I wanted to read this because Charles Kaiser participated in a documentary on 1968 that my professor showed in class. He has this line that has always stuck with me, I'm paraphrasing, but it's something like, "the beginning of 1968 especially the political movements contained a promise, and that promise was denied and never realized through the assassinations of Martin Luther King and Bobby Kennedy." 1968 represents broken hope in a way that's truly heartbreaking for anyone interested in culture, change, civil rights, civic engagement, public policy or American history.

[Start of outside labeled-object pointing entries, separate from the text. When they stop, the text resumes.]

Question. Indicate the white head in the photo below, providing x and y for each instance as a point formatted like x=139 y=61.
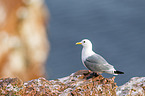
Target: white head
x=85 y=43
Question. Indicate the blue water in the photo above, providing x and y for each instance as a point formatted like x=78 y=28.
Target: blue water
x=115 y=27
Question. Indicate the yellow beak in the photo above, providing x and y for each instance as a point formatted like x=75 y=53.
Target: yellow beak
x=78 y=43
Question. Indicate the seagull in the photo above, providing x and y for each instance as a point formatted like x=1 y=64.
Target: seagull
x=95 y=62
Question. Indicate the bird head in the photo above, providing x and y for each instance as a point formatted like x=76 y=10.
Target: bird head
x=85 y=43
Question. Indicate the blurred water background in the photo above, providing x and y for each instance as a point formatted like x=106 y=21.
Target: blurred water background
x=115 y=27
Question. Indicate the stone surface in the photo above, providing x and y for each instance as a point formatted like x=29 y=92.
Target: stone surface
x=135 y=87
x=23 y=40
x=77 y=84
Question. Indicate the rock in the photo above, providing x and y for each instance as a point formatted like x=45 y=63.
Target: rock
x=23 y=40
x=77 y=84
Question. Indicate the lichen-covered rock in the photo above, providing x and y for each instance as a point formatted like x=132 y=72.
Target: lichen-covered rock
x=23 y=39
x=74 y=85
x=81 y=83
x=135 y=87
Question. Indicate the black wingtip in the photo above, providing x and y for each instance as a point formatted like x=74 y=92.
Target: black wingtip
x=118 y=72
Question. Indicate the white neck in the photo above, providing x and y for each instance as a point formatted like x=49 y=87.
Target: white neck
x=86 y=52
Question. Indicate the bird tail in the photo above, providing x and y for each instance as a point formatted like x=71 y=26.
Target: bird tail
x=118 y=72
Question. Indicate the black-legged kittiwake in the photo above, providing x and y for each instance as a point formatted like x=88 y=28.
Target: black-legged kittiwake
x=95 y=62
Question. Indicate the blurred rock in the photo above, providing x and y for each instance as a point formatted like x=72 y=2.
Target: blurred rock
x=23 y=40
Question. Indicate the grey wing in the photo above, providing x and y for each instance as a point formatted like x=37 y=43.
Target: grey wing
x=97 y=63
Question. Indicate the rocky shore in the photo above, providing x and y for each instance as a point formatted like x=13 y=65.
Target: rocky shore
x=80 y=83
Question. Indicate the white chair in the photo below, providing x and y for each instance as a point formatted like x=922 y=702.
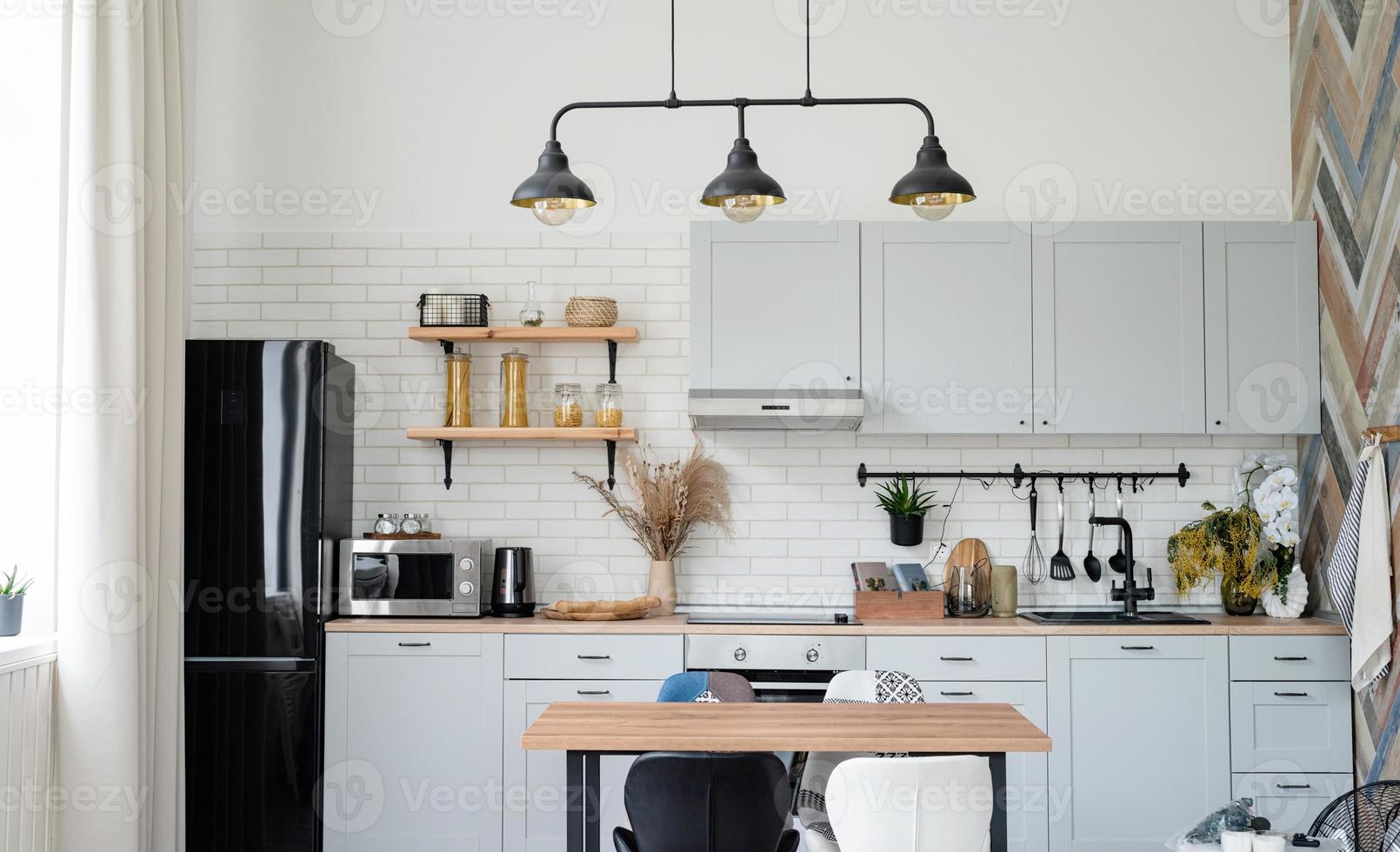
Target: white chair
x=847 y=687
x=911 y=805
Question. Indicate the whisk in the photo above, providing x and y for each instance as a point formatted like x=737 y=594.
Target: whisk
x=1033 y=567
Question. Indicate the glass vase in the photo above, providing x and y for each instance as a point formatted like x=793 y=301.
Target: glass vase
x=1234 y=601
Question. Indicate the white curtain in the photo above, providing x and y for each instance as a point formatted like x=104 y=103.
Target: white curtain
x=119 y=707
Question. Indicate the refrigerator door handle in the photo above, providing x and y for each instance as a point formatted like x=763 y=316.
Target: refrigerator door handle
x=250 y=663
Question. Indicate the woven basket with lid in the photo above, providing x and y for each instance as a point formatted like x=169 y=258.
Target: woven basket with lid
x=591 y=312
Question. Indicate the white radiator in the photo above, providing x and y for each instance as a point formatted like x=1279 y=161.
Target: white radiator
x=25 y=743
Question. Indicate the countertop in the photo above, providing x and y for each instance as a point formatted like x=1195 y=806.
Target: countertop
x=1217 y=624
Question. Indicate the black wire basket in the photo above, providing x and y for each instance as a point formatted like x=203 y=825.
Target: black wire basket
x=454 y=310
x=1365 y=820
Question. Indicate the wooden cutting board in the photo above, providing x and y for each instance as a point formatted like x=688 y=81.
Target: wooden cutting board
x=973 y=553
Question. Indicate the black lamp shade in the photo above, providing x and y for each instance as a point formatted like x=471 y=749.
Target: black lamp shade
x=931 y=175
x=553 y=181
x=743 y=176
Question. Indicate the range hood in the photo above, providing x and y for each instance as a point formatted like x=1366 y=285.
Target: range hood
x=741 y=409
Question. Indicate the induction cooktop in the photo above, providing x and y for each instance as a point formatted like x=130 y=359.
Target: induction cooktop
x=784 y=619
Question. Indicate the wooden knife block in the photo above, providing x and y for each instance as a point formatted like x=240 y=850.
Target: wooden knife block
x=876 y=606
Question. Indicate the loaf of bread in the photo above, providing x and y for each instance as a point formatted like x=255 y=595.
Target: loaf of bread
x=606 y=606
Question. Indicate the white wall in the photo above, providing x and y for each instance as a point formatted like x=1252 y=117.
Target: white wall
x=801 y=518
x=1095 y=108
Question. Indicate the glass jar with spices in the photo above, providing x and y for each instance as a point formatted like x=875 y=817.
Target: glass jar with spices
x=514 y=406
x=569 y=404
x=610 y=404
x=415 y=523
x=458 y=389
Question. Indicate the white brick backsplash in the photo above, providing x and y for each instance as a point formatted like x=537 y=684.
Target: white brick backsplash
x=800 y=514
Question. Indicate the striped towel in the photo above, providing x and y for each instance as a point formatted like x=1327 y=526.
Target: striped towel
x=1360 y=569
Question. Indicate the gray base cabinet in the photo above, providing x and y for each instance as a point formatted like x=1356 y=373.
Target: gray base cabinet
x=413 y=743
x=1141 y=737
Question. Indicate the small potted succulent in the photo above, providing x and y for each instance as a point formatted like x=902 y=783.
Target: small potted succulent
x=906 y=505
x=11 y=602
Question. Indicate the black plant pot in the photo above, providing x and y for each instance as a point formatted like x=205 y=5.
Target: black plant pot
x=906 y=530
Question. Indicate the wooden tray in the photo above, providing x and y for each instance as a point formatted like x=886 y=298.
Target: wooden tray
x=633 y=615
x=874 y=606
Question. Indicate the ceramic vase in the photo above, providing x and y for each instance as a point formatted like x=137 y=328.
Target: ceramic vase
x=1294 y=601
x=661 y=582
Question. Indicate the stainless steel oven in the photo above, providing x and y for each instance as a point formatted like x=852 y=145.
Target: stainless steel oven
x=782 y=669
x=415 y=576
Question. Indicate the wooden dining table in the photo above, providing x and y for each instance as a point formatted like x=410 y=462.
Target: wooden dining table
x=589 y=730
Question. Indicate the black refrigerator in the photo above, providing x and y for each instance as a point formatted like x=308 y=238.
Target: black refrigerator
x=268 y=470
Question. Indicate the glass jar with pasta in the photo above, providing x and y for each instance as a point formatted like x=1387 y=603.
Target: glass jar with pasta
x=569 y=404
x=610 y=404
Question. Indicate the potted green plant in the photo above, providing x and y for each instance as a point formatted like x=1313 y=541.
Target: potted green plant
x=11 y=602
x=906 y=505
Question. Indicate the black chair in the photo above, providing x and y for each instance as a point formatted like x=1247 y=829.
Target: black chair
x=681 y=802
x=1365 y=820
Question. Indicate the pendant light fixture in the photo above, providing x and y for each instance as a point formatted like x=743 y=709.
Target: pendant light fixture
x=743 y=190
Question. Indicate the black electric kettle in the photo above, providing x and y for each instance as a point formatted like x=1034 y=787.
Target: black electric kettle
x=514 y=594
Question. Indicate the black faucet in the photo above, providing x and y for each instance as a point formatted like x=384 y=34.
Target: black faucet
x=1129 y=594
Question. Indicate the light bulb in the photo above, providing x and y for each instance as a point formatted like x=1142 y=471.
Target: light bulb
x=553 y=211
x=743 y=209
x=933 y=206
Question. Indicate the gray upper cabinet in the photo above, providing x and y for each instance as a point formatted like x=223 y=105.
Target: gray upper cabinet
x=775 y=305
x=1119 y=328
x=945 y=328
x=1262 y=358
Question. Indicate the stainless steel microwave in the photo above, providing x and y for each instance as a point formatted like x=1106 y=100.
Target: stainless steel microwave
x=413 y=576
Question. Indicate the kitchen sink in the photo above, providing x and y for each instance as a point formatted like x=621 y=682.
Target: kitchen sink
x=1108 y=617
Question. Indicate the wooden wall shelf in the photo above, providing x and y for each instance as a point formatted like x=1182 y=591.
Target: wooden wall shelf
x=447 y=436
x=521 y=335
x=447 y=336
x=523 y=434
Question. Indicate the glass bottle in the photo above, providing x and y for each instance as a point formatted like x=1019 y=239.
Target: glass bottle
x=458 y=389
x=608 y=413
x=569 y=404
x=532 y=315
x=514 y=408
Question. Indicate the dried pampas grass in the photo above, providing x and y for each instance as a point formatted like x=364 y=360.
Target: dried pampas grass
x=670 y=500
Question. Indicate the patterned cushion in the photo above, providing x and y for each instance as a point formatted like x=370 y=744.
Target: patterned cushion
x=849 y=687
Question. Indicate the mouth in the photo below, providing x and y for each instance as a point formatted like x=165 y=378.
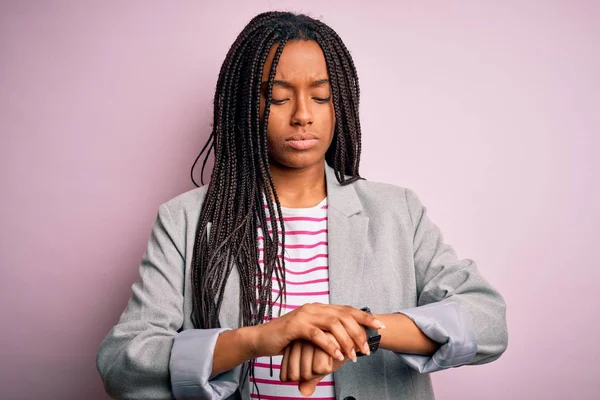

This is a a dense book. But it's a fascinating one with many parallels to current situations (reading about the Columbia University protests as London burned was just one example). Everything that happened in 1968 is sort of insane, within a five day period in April - a sitting President told the nation he would not seek another term in office, largely as a result of student lead peace movement and the candidacy of Eugene McCarthy (try to imagine George Bush doing that in 2003); Martin Luther King Jr. was assassinated; and riots broke out in urban centers all across the country so massive the President was afraid they would run out of National Guard troops to quell the violence. And that was FIVE days. There were 300 other days full of protests, Vietnam, and music. As Kaiser points out it was the closest thing to a national musical culture we have ever had revolving around The Beatles, Bob Dylan and the Rolling Stones. Also it's an endlessly frustrating tale. If Bobby Kennedy had been more willing to run on the peace ticket initially and they hadn't gone with McCarthy, or alternatively if he had simply waited to run another time, his assassination might not have helped take the wind out of McCarthy's sails during the DNC. As someone in the book put it, "Gene McCarthy was handed a winning lottery ticket, and he just never cashed it." That's the story of 1968.

He ends this book talking about how at least there has not been another Vietnam type war, and that is our legacy. And as money keeps being spent and soldiers continue to die in Afghanistan, that statement is no longer true. I wonder when the history is written of the these years which will stand as a bigger embarrassment of misuse of political power.